July 24 (UPI) -- Scientists in the Netherlands have developed a promising new membrane material to filter CO2 emissions.
Researchers believe the new ceramic, ion-conduction membrane will help curb greenhouse gas by trapping CO2 and converting it into fuel, though it may not be ready for commercial adoption for a few more years.
Current carbon-capture technologies are rather inefficient and expensive, limiting their commercial appeal. But scientists suggest more efficient energy use and an increase in sustainable energy sources won't be enough to sufficiently curb greenhouse gas emissions and avoid the negative impacts of global warming -- enter carbon-capture technologies.
An essential component of carbon capture is finding a sustainable and energy-efficient use for the captured carbon. Current methods for turning trapped CO2 into usable synthetic fuel are energy intensive.
Researchers at the University of Twente in Enschede, Netherlands, suggest ceramic membranes can both trap and convert CO2 into synthetic fuel and basic chemicals. Under high temperature and pressure, the membrane encourages chemical reactions among the CO2 trapped in the material.

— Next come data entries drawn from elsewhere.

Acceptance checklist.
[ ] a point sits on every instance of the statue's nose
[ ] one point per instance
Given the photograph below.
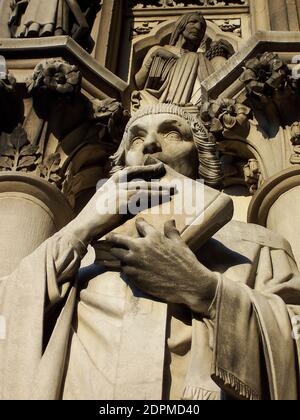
(152, 145)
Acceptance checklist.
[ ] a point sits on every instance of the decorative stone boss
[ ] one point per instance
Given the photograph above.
(171, 323)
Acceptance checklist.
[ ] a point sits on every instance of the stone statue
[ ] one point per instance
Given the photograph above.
(42, 18)
(175, 324)
(173, 73)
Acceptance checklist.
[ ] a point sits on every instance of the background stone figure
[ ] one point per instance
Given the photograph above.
(173, 73)
(41, 18)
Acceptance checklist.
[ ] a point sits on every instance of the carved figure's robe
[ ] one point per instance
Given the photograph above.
(91, 336)
(44, 18)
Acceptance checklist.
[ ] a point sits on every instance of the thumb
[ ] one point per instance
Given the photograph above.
(171, 231)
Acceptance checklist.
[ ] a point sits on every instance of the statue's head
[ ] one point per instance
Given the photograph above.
(192, 27)
(171, 135)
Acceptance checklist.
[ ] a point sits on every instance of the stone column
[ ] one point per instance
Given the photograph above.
(260, 13)
(107, 45)
(276, 206)
(5, 12)
(31, 211)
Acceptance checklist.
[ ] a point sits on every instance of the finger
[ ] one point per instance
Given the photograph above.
(121, 241)
(151, 186)
(147, 173)
(171, 231)
(144, 200)
(121, 254)
(144, 228)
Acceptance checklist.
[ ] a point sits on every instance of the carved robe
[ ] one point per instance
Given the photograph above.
(176, 80)
(44, 18)
(74, 336)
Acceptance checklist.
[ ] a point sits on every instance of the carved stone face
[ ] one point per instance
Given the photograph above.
(193, 30)
(166, 137)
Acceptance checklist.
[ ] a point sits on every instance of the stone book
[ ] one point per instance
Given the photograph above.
(206, 212)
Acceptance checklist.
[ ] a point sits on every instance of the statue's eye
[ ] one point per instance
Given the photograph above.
(173, 136)
(136, 143)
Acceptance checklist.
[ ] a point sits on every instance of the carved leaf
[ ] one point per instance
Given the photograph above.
(55, 178)
(18, 138)
(216, 126)
(53, 162)
(229, 121)
(27, 161)
(8, 151)
(5, 162)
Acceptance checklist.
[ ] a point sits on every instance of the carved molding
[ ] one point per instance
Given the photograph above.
(142, 4)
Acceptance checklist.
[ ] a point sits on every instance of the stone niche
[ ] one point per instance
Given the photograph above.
(148, 23)
(61, 120)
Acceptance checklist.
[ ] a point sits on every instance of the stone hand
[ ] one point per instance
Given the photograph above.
(109, 207)
(160, 53)
(163, 266)
(164, 53)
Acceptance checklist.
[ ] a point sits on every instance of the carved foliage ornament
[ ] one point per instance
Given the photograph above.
(139, 4)
(93, 124)
(226, 118)
(55, 75)
(265, 74)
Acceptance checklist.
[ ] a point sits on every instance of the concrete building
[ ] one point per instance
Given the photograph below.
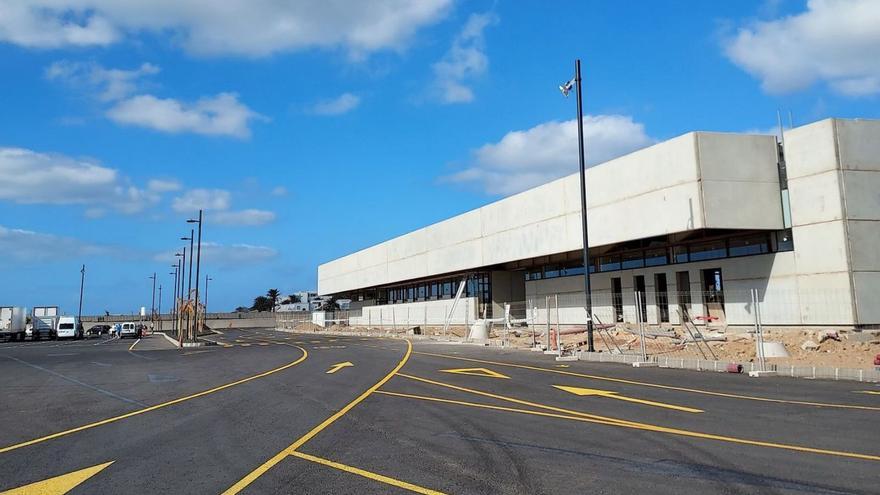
(693, 223)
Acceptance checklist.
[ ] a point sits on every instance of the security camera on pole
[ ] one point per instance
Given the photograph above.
(566, 89)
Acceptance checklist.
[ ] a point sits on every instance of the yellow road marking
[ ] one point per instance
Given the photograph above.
(367, 474)
(260, 470)
(592, 418)
(155, 407)
(477, 372)
(657, 385)
(190, 353)
(614, 395)
(338, 366)
(58, 485)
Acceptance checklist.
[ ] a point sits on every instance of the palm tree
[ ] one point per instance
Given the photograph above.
(262, 303)
(273, 295)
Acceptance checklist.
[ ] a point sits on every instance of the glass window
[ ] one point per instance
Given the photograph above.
(608, 263)
(679, 254)
(573, 270)
(708, 250)
(655, 257)
(753, 244)
(632, 259)
(784, 241)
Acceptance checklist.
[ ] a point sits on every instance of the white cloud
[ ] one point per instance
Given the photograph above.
(249, 217)
(227, 255)
(163, 185)
(109, 84)
(236, 27)
(30, 177)
(219, 202)
(835, 41)
(465, 61)
(344, 103)
(524, 159)
(220, 115)
(19, 245)
(202, 199)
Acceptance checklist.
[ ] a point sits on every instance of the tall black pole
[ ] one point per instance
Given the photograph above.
(587, 291)
(189, 276)
(198, 262)
(174, 305)
(82, 283)
(153, 303)
(207, 279)
(160, 307)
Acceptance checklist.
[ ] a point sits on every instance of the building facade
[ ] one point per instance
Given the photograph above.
(689, 227)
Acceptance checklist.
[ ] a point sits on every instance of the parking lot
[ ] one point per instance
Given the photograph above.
(272, 412)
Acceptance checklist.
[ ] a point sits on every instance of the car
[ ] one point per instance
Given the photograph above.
(69, 327)
(129, 329)
(99, 329)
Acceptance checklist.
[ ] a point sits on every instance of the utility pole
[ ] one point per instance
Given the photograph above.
(160, 307)
(198, 262)
(82, 283)
(566, 88)
(153, 303)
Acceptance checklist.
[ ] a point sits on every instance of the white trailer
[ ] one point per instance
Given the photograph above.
(12, 322)
(44, 320)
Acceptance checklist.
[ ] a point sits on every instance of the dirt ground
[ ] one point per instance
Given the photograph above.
(736, 346)
(740, 347)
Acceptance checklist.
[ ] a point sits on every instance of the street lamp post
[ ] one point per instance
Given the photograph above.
(160, 307)
(189, 274)
(153, 303)
(198, 263)
(566, 88)
(82, 283)
(207, 279)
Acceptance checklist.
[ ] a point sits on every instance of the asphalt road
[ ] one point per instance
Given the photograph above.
(259, 413)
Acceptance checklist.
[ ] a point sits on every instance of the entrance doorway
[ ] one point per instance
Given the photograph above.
(661, 296)
(639, 284)
(713, 292)
(617, 299)
(683, 282)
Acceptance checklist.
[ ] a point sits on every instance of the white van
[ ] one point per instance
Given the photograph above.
(129, 329)
(69, 327)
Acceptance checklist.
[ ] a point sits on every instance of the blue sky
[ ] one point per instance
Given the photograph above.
(309, 130)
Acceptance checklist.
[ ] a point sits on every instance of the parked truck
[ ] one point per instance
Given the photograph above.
(44, 320)
(12, 322)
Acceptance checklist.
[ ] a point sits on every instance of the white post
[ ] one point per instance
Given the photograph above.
(558, 327)
(547, 323)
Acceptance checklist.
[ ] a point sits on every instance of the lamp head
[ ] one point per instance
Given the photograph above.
(566, 88)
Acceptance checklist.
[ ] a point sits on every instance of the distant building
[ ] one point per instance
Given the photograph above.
(693, 224)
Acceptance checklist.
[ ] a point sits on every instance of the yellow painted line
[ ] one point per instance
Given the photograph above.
(190, 353)
(580, 416)
(261, 469)
(484, 372)
(367, 474)
(155, 407)
(58, 485)
(338, 366)
(657, 385)
(586, 392)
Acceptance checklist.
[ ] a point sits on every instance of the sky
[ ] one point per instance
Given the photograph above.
(307, 130)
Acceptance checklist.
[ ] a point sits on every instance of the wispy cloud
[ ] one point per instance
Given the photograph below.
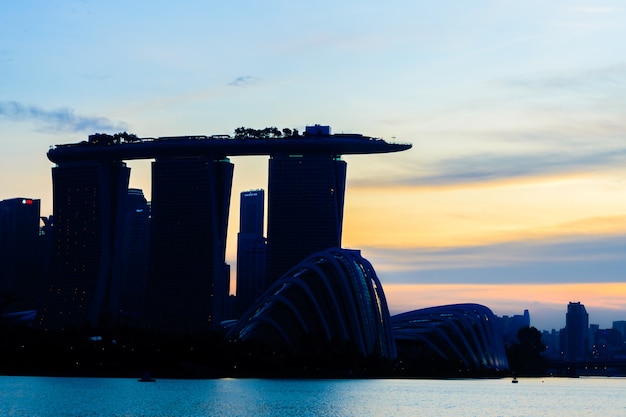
(243, 80)
(60, 119)
(580, 260)
(489, 168)
(593, 79)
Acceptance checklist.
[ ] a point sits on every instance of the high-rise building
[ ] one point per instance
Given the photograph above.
(135, 252)
(21, 258)
(188, 279)
(577, 331)
(89, 200)
(251, 249)
(305, 208)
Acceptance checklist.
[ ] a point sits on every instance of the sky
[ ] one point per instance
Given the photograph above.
(512, 196)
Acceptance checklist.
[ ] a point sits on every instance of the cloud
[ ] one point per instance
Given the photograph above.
(487, 168)
(605, 80)
(61, 119)
(243, 80)
(599, 259)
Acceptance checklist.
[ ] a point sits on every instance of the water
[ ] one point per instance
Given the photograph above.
(65, 397)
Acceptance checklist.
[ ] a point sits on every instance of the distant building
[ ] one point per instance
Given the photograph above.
(22, 268)
(305, 208)
(551, 341)
(188, 279)
(135, 257)
(251, 249)
(510, 325)
(89, 202)
(620, 326)
(577, 331)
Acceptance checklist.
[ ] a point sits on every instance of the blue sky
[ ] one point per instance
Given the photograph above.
(514, 186)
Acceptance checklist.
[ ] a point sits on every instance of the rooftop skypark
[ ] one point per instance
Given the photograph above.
(315, 140)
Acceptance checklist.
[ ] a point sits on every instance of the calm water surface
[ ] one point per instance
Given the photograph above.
(60, 397)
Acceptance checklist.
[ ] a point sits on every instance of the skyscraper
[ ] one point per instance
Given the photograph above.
(89, 199)
(576, 327)
(21, 258)
(305, 208)
(188, 280)
(135, 252)
(251, 249)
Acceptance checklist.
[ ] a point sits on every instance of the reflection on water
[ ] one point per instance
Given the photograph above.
(39, 396)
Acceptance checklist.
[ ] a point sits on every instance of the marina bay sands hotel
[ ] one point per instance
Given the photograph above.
(186, 277)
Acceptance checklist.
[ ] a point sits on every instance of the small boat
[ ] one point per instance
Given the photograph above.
(146, 377)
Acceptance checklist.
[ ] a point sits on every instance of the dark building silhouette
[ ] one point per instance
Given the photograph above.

The research into ceramic membranes is ongoing, but scientists at the University of Twente expect fast-paced progress. Their work is being aided by scientists at the Jülich Research Center, part of the Helmholtz Association of German Research Centers.
While scientists in the Netherlands are focused on trapping CO2 in the novel membrane material, researchers in Germany are working to ensure the right kinds of chemical reactions are occurring across the membrane.
"Both partners complement each other perfectly," Twente professor Wilhelm Meulenberg said in a news release. "Which is why both institutes will have many exchanges of PhDs and other researchers in the years to come."